Transtasman partnership develops world-class technology

Southland may seem an unassuming base for a world-class satellite positioning service, but Awarua is the perfect home for it, according to stakeholders.

Land Information Minister Damien O’Connor turned the first sod to mark the beginning of the construction of New Zealand’s first uplink centre for the Southern Positioning Augmentation Network (SouthPAN) at a ceremony yesterday.

More than 30 locations around the country were considered before Awarua was chosen for its geographical benefits to the technology, including its flat landscape.

The world-class satellite positioning service is intended to support safer search and rescue, boost precision farming, aid driverless vehicles and help safety on construction sites through greater accuracy. It is an open access digital infrastructure that will allow entrepreneurs to provide new services, with an estimated $860 million benefit to the economy in the long term.

"This is one step forward for us providing a platform for new technology that sometimes we don't know about, but someone is going to invent. This will provide that platform for them to develop it further," Mr O’Connor said.

"We've seen in Southland a number of initiatives, you can go back to Burt Munro and what he did. This is one more step providing opportunities from Southland for the rest of New Zealand, but also for Australia through the collaboration the partnership."

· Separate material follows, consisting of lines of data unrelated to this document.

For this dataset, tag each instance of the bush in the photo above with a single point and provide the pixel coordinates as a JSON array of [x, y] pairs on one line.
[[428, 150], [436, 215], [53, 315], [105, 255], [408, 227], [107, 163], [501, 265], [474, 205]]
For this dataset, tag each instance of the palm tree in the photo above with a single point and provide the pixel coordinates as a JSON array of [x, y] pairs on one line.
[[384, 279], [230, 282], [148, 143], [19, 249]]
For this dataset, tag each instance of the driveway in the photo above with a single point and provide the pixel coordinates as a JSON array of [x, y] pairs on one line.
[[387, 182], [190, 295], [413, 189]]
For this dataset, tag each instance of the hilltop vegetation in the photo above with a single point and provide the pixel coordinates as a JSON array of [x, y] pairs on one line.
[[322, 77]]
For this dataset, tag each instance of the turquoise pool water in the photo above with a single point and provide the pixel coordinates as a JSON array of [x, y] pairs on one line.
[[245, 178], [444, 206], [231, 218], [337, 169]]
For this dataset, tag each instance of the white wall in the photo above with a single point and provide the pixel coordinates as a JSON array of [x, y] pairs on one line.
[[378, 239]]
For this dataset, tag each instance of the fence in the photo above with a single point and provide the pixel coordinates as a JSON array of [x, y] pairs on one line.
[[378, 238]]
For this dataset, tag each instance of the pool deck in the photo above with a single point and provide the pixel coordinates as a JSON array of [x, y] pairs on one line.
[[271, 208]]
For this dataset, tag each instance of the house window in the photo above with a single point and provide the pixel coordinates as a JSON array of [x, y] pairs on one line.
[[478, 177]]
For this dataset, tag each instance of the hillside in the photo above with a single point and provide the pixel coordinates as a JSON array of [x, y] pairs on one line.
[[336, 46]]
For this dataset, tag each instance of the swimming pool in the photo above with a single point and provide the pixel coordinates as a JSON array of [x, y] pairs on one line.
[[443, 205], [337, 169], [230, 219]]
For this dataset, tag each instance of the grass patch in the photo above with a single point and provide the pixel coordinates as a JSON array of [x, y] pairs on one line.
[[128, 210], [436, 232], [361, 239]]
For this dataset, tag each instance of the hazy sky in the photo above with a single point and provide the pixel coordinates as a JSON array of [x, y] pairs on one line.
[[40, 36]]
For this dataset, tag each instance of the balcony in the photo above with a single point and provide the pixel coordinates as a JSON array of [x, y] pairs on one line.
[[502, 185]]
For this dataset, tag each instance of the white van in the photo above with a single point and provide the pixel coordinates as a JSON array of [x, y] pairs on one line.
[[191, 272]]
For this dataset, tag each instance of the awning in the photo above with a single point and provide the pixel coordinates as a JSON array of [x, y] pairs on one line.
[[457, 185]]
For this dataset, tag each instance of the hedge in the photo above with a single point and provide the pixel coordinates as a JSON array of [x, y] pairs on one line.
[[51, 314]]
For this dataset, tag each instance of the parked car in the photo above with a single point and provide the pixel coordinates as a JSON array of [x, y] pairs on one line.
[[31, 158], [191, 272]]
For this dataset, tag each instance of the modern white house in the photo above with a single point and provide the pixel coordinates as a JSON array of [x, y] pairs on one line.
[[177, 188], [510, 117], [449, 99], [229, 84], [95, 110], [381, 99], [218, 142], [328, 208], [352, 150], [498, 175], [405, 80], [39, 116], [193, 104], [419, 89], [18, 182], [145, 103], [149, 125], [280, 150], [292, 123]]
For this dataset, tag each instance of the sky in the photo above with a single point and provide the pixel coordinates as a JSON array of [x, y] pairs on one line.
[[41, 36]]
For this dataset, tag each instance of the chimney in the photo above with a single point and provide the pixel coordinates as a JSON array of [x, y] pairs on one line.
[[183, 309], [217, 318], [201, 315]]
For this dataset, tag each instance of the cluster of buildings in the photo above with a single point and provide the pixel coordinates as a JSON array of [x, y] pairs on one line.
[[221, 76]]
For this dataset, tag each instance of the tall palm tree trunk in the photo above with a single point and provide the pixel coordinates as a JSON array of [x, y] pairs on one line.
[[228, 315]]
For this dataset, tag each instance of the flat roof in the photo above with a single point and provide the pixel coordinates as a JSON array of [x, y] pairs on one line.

Minister Damien O’Connor (right) and Lockheed Martin Space regional director Australia and New...
Minister Damien O’Connor (right) and Lockheed Martin Space regional director Australia and New Zealand David Ball turn the sod to mark the beginning of construction at Awarua. PHOTO: BEN TOMSETT

For farmers and growers in Southland and around the country, that means invisible fences and drone-based spraying will be more efficient and accessible.

Southland Mayor Rob Scott said the project showed the region was punching above its weight in innovation.

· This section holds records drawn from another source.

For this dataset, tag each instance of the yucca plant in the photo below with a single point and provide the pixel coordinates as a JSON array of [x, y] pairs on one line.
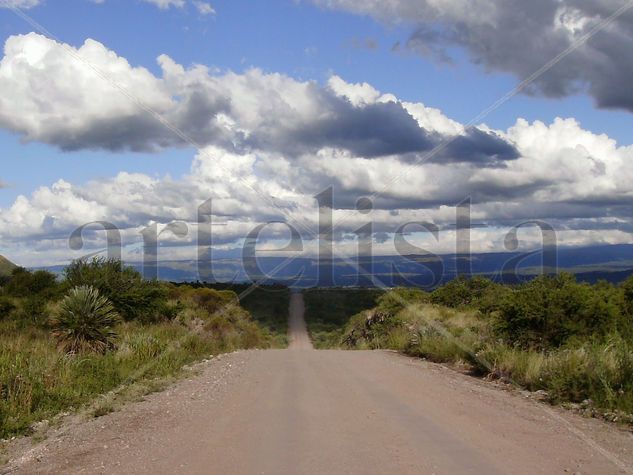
[[85, 322]]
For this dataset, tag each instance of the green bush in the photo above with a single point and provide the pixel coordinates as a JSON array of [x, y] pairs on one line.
[[214, 300], [133, 297], [549, 312], [397, 299], [85, 322], [23, 283], [7, 306], [476, 292]]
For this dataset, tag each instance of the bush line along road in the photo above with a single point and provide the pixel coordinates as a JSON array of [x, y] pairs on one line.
[[304, 411]]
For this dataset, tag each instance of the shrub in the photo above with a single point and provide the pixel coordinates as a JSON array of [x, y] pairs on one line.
[[549, 312], [23, 283], [85, 322], [6, 307], [397, 299], [214, 300], [476, 292], [133, 297]]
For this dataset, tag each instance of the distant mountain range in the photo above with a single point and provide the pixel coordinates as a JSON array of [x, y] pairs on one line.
[[613, 263]]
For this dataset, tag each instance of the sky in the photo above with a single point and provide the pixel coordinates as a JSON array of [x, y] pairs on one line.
[[137, 112]]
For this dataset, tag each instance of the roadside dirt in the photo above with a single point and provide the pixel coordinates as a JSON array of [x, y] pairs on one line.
[[290, 412]]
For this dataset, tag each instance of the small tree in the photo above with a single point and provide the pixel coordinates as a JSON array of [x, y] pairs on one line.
[[85, 322]]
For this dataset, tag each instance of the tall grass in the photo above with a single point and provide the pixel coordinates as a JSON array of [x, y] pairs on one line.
[[37, 381], [600, 371]]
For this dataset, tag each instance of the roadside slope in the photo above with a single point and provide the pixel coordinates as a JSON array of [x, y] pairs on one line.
[[283, 411]]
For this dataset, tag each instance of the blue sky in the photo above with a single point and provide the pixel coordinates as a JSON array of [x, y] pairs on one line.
[[301, 39]]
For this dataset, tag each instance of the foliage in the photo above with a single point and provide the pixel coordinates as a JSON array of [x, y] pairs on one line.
[[397, 299], [571, 340], [549, 312], [23, 283], [133, 297], [477, 292], [7, 306], [85, 322], [328, 310], [6, 267]]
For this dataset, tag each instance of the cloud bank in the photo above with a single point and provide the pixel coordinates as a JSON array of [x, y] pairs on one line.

"On a world-wide scale, it’s a huge project ... We’re right on that edge of leading the way on the worldwide stage."

The project has been a joint venture between the New Zealand and Australian governments, with Australia contributing up to 75% of the cost.

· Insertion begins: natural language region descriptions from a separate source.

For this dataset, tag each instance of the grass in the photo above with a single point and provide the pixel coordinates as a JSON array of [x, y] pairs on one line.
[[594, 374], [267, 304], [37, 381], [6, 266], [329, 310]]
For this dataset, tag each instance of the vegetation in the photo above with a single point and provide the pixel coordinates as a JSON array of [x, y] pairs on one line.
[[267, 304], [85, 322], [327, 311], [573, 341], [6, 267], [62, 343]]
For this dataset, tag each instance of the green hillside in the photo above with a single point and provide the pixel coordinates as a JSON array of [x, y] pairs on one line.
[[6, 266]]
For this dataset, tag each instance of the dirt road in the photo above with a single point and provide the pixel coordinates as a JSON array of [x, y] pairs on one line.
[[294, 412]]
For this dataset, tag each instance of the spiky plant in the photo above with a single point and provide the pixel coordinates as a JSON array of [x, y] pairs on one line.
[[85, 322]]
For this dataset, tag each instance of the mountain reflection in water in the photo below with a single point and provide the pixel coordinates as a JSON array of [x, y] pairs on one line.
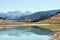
[[36, 33]]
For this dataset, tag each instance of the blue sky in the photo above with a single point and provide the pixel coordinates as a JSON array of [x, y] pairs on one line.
[[29, 5]]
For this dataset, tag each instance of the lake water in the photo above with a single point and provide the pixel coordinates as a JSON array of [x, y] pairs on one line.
[[24, 34]]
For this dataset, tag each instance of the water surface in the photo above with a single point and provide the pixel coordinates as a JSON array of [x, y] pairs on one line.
[[24, 34]]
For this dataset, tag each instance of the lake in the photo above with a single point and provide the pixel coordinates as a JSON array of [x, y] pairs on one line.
[[24, 34]]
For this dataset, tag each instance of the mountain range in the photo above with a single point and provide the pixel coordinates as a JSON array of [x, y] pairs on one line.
[[18, 15]]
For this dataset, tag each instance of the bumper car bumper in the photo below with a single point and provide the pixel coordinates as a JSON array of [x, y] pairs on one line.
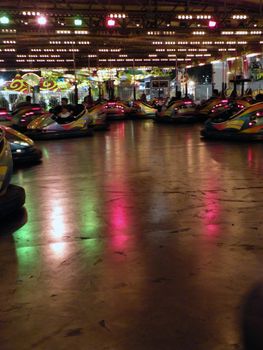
[[51, 135], [230, 136], [28, 155]]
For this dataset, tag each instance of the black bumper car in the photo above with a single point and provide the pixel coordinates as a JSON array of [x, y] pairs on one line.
[[12, 197]]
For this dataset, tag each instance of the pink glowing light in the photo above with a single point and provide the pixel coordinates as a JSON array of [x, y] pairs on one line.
[[111, 22], [212, 24], [42, 20]]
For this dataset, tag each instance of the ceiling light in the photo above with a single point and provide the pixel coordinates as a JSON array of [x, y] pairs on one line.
[[4, 20], [42, 20], [78, 22]]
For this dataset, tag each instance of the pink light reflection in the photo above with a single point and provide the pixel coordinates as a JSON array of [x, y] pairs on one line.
[[212, 212]]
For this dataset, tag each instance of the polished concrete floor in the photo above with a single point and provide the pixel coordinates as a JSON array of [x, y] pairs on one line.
[[141, 238]]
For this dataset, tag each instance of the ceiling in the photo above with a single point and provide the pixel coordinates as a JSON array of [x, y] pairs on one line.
[[149, 33]]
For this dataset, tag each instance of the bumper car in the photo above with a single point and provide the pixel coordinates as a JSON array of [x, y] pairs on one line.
[[22, 148], [246, 125], [116, 110], [181, 111], [5, 115], [204, 110], [12, 197], [225, 111], [22, 116], [142, 110], [98, 118], [77, 123]]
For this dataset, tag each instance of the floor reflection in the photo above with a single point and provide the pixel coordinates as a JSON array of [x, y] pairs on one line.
[[145, 227]]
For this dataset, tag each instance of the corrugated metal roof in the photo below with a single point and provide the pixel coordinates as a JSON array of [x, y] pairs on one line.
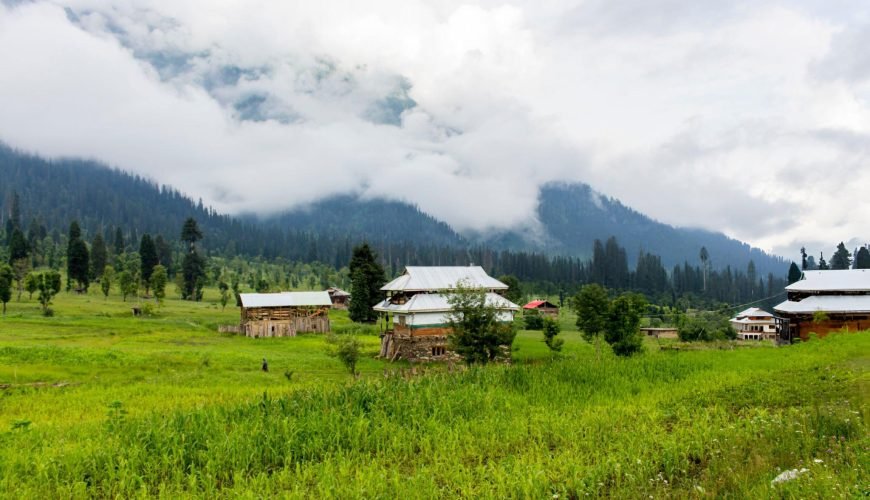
[[754, 312], [851, 280], [285, 299], [420, 278], [432, 302], [827, 303]]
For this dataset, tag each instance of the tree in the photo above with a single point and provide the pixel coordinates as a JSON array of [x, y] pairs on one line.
[[128, 283], [705, 257], [17, 246], [106, 280], [862, 258], [823, 266], [147, 260], [31, 285], [551, 330], [591, 305], [99, 256], [225, 294], [158, 281], [794, 274], [478, 335], [193, 265], [514, 292], [348, 352], [6, 278], [367, 278], [49, 284], [841, 259], [623, 324], [77, 258]]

The 25% contributed by New Zealand cost more than $700 million, although Mr O’Connor said the true potential of the venture had not yet been fully realised and may go beyond its 20-year lifespan.

Two 11m antennae are being built by project contractor Lockheed Martin Australia and will link to a control centre in Invercargill, monitored by operators 24 hours a day.

“By telling us exactly where we are, SouthPAN will help us tell a story of who we are and how we farm," Mr O’Connor said.

SouthPAN is also a joint venture with the Australian government to bring high resolution positioning to Australasia.

Space Operations New Zealand chief executive officer Robin McNeill said some of the service’s customers already hoped to bring some staff to Invercargill.

"There’s actually quite a growing space community that most people don’t know about."

As for those who may be cautious about the intentions of the facility, Mr McNeill said it strictly commercial and "didn’t do spies, didn’t do military".

"If people want to see what we’re up to, they can even arrange a visit."

SouthPAN is being delivered by Toitū Te Whenua Land Information New Zealand and Geoscience Australia, in partnership with the Australia New Zealand Science, Research and Innovation Co-operation Agreement.

The Southland SpaceOps NZ Satellite Ground Station Awarua facility will form a vital component of SouthPAN, working in tandem with an existing centre in New South Wales.